Resta però grottesco che l'apertura sia caducata da una constatazione facile da capire: lo sci è alimentato principalmente, oltretutto in assenza di turisti stranieri, dalla clientela che proviene da altre Regioni italiane. Per cui l'impedimento a giungere dall'esterno della Valle significa non avere convenienza economica nell'aprire i comprensori e, se lo si dovesse fare solo per i residenti, si dovrebbero aprire porzioni minimali delle aree sciistiche per evitare di appesantire i già agonizzanti bilanci delle società funiviarie. Prendiamo il Casino de la Vallée, che non è una piccola sala giochi, ma una società importante come numero di dipendenti e, come dimostrato dall'ultimo bilancio noto, per i soldi che guadagna, dopo l'operazione ancora in corso di ristrutturazione. Anche in questo caso la chiusura dei confini regionali implica un'ovvietà: mancano i clienti per alimentare i giochi e non conviene aprire per i pochi giocatori locali. In più in una Casa da gioco, anche se si aprisse alle Regioni vicine, non potrebbe chiudere alle 22 per il coprifuoco, trattandosi di un'attività che si sviluppa la sera e la notte ed è quanto facile constatare con un minimo di buonsenso. Che fare? Certe aperture dei confini potrebbero avere una logica macroregionale, che so: Valle d'Aosta con Piemonte, Lombardia e Liguria, che farebbe contento anche il Casinò di Sanremo e analoga aggregazione nel Nord Est favorirebbe il Casinò di Venezia e varrebbe certo anche per l'attività sciistica, che ho usato come altro esempio.

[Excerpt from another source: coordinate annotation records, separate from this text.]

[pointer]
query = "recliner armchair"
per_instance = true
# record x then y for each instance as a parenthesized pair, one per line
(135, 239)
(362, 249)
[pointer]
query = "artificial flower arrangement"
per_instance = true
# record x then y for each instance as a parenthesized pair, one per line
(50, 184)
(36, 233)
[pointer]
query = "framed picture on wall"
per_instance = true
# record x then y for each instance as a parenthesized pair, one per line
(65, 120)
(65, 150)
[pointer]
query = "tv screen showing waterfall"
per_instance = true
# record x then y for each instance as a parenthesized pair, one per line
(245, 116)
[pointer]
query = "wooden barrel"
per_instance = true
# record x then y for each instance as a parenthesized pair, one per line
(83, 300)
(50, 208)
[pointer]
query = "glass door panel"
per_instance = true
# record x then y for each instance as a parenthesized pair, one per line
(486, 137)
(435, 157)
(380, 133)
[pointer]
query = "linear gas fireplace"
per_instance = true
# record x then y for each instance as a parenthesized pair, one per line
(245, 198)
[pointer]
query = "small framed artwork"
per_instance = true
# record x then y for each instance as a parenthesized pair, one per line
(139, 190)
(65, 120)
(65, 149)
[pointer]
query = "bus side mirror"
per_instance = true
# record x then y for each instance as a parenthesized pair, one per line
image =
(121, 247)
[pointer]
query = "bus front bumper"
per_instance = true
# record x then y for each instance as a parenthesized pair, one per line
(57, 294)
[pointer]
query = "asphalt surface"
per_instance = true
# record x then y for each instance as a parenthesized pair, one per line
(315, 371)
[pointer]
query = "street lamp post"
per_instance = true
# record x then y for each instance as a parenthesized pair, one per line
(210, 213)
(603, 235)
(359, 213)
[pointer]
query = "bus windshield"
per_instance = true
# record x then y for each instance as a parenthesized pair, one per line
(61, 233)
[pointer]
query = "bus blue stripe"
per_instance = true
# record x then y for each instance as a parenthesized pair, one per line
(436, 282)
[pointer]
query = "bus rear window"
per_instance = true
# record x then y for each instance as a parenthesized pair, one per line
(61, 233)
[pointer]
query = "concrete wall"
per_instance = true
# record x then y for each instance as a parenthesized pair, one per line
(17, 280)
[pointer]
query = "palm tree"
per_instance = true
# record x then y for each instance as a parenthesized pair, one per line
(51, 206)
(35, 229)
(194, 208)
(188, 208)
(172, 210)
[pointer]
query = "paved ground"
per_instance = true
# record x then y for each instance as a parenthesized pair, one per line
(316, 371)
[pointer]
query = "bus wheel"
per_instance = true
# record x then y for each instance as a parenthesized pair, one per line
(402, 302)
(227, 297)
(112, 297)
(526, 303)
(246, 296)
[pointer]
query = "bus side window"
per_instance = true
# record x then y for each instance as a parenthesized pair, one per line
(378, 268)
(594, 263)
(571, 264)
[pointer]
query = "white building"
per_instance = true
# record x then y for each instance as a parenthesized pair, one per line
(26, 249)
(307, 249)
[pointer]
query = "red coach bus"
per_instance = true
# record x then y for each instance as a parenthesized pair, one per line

Ci vuole, insomma, un minimo di duttilità e piegando la rigidità delle norme ad esigenze dell'economia, oltretutto in assenza totale, allo stato attuale, di quei ristori copiosi e reali senza i quali in troppi sono destinati a portare i libri in tribunale con un "effetto domino" che si sa dove comincia ma non si sa dove potrebbe finire. Esprimo la mia preoccupazione, come ho già fatto con la baggianata delle chiusure serali dei ristoranti, che applicano delle misure di sicurezza per pranzo che avrebbero senso per la cena, pur mantenendo l'orario attuale del coprifuoco. Invece ogni apertura avversata da decisioni draconiane viene combattuta come se chi propone alternative fosse un complice della pandemia ed uno sciagurato senza raziocinio!